Opera Software has a new browser for smartphone and tablet users. The maker of the widely used browser of the same name will be launching a new smartphone and tablet browser called Opera Ice in February.

Pocket-lint revealed that Opera Ice is an attempt by the company to make a foothold in the mobile browser field dominated by Google and Apple. In an attempt to take these giants heads on, Opera has changed its approach strategy, switching to the WebKit rendering engine that Google Chrome and Apple Safari use instead of Presto, the engine that has powered Opera since 2003.

Opera Ice in a screen-grab (Photo Credits: Pocket-lint)

Opera Ice in a screen-grab (Photo Credits: Pocket-lint)

In a video published by Pocket-lint, Opera CEO Lars Boilesen explains that Opera has traded in the traditional tabs and buttons in favour of an all-touch gesture based control system. The homepage contains compact icons or ‘apps’ as Boilesen describes them. These apps can be used to open pages directly, like Boilesen shows with the Google Maps app. The URL bar and search functions have been combined to make the experience of browsing simpler. Boilesen shifts back and forth between pages via simple swipe hand gestures.

The ‘apps’ can be bookmarked and an icon placed on the opening screen for easier access. Boilesen also showed how going on to a website deemed dangerous by the browser will throw up a very animated warning sign.

This is a full touch and tablet-focused browser,” said Boilesen in the video explaining Opera Ice’s interface. “Most are taking a PC browser and squishing [it] into a tablet, or they are taking a mobile browser and blowing it up to fill the space.

What about the company’s existing mobile web browser Opera Mini? Boilesen says that while Opera Mini was ‘great’, it wasn’t offering features up to Chrome and Safari’s standards. There are also many sites Opera Mini does not work with. Instead of trying to stretch Opera Mini’s capabilities, the company decided to chalk out a new, smartphone and tablet-based browser that was customised to be used via hand gestures and had a UI that was built especially for the platform.

Boilesen confirmed that the company will not be ditching Opera Mini. “Mini is super important … It needs to be a platform where we create users and then migrate those users to over to our smartphone products,” he said. Boilesen also mentioned that there will be a desktop Opera browser to be launched in March.
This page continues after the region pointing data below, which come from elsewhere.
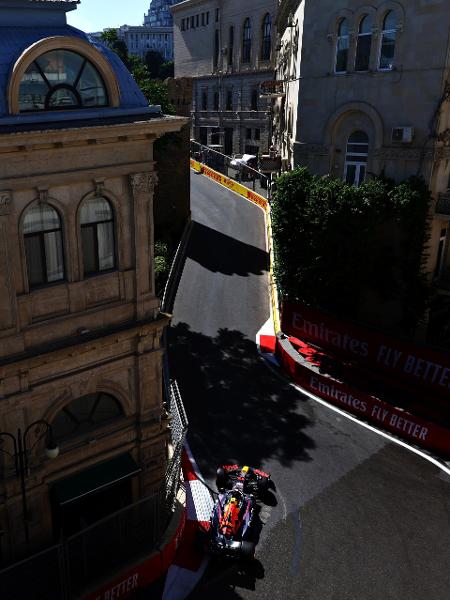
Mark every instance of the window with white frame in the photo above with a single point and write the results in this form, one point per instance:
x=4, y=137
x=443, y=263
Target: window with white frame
x=266, y=45
x=356, y=158
x=43, y=245
x=387, y=47
x=97, y=236
x=247, y=41
x=363, y=45
x=342, y=46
Opera Ice is slated to be released in February for iOS and Android, said Boilesen. He said that Windows Mobile will also figure in Opera Software’s scheme of things soon, but it isn’t a priority till sales of the platform pick up.
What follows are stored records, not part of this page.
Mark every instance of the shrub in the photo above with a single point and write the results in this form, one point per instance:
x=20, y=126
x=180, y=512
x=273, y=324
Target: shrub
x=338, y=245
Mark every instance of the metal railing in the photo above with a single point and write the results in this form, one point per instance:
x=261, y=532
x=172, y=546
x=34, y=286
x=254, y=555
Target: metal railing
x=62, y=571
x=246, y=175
Windows Mobile has seen a severe problem with browsers in the past, with Google blocking Maps on Windows Phone 8. Google had said that Internet Explorer was not a WebKit supported browser, leading to the blocking of the service. Of course, Microsoft refuted the claim saying, “Internet Explorer in Windows Phone 8 and Windows 8 use the same rendering engine.” Given this tussle, it wouldn’t be a bad move for Opera to take advantage.